Venezianisches Gemälde

Tero Saarinen tanzt Carlsons „Blue Lady (revisited)“ als Deutschlandpremiere

Ludwigsburg, 21/06/2009

Was gibt’s denn da zu buhen? Von ein paar Längen gegen Ende mal abgesehen ist die „Blue Lady“ von Carolyn Carlson aus dem Jahr 1983 eine Hommage an die Lagunenstadt, poetisch und schön, wie Gemälde von Canaletto oder Tiepolo. Das feinsinnige Tanzsolo zur Musik des damals noch wenig bekannten René Aubry reflektiert seelische, geistige und ästhetische Aspekte des Tanzes. In der Neufassung „revisited“ (2008) mit Tero Saarinen hat es nichts an Charme verloren und erntet bei den Ludwigsburger Schlossfestspielen - trotz manchen Unverständnisses – viel Beifall.

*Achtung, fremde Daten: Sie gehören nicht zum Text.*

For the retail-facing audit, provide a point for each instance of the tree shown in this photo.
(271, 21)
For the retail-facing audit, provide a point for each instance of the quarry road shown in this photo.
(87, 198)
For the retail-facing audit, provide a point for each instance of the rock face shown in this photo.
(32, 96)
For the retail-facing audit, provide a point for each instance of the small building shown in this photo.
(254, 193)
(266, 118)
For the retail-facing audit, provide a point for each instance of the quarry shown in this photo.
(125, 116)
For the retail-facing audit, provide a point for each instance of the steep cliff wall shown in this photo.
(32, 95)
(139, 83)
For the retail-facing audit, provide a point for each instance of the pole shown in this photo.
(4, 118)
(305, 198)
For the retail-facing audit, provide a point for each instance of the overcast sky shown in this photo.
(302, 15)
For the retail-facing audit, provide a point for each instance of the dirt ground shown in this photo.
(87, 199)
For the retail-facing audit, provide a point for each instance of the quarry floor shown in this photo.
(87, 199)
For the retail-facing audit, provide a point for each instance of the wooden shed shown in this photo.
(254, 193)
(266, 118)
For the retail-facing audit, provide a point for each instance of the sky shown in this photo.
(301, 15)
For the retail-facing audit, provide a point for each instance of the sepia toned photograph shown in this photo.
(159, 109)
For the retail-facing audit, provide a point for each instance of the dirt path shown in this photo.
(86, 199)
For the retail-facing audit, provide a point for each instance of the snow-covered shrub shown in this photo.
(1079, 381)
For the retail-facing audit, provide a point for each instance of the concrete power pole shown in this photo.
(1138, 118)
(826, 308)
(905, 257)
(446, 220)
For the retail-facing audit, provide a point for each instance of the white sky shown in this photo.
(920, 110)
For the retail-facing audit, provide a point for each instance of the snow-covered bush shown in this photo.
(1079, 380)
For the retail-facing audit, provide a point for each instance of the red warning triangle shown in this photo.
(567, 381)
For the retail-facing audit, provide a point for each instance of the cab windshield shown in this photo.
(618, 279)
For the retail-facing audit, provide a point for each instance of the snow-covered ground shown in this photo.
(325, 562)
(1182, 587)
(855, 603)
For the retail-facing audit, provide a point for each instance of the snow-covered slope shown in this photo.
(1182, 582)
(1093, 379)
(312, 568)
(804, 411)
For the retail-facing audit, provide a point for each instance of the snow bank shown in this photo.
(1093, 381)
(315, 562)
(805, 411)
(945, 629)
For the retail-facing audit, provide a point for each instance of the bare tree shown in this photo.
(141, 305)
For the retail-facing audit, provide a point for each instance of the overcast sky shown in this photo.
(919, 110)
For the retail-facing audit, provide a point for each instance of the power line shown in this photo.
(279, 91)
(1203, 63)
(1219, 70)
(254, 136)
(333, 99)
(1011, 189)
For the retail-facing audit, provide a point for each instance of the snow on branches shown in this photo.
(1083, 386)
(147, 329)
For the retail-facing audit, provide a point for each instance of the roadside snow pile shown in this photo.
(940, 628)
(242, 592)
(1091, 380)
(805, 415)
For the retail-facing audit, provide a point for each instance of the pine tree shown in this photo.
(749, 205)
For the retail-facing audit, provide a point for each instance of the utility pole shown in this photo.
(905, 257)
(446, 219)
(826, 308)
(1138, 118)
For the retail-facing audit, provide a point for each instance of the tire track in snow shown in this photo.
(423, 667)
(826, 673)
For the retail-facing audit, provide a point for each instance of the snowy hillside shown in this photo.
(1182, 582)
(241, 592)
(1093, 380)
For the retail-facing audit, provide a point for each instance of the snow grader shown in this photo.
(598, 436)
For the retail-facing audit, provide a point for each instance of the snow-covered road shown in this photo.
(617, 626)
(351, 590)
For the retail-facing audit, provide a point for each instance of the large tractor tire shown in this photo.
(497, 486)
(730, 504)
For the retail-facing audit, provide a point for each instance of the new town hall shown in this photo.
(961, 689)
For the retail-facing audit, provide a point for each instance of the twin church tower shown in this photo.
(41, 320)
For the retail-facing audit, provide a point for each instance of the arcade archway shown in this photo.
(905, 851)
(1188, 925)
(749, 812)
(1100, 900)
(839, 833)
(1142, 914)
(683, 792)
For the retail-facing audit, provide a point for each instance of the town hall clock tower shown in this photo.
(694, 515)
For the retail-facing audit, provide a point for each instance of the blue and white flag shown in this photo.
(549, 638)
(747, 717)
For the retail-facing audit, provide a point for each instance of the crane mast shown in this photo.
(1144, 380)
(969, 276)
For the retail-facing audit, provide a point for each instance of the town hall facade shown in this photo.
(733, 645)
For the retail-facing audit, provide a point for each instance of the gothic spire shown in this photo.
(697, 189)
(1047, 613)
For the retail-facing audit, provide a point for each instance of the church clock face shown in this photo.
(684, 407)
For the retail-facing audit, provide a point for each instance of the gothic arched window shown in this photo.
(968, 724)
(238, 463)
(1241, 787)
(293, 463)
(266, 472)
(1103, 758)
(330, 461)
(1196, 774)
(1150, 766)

Das Stück beginnt mit einem filmischen Prolog: ein Schwarz-Weiß-Porträt der Tänzerin, aus extremer Unschärfe kommend, zeigt das schmale Gesicht - je näher, desto deutlicher die tiefen Augenhöhlen und die Maske des Todes. Schließlich zeichnen die Hände minimale Gesten der Trauer. Momentaufnahmen der Proben, teils am Strand, teils im Studio, umreißen die thematische Ausrichtung. In Venedig, der auf Wasser gebauten, vom Verfall bedrohten Stadt, begegnet sich die zur Choreografin gereifte „Blue Lady“ selbst. Zwischen dem Prospekt eines wolkenflockigen Himmels im Hintergrund und einer geöffneten Jalousie im Vordergrund – die superfeinen Linien ziehen sich horizontal über die gesamte Bühnenbreite – gibt es viel Freiraum. Vor und hinter der Jalousie, Subjekt und Objekt der Betrachtung, Außen- und Innenwelt changieren ständig. Stabiles Element ist einzig ein Baumstamm, der je nach Licht auch Totempfahl sein könnte, oder eine der morschen Holzstützen Venedigs.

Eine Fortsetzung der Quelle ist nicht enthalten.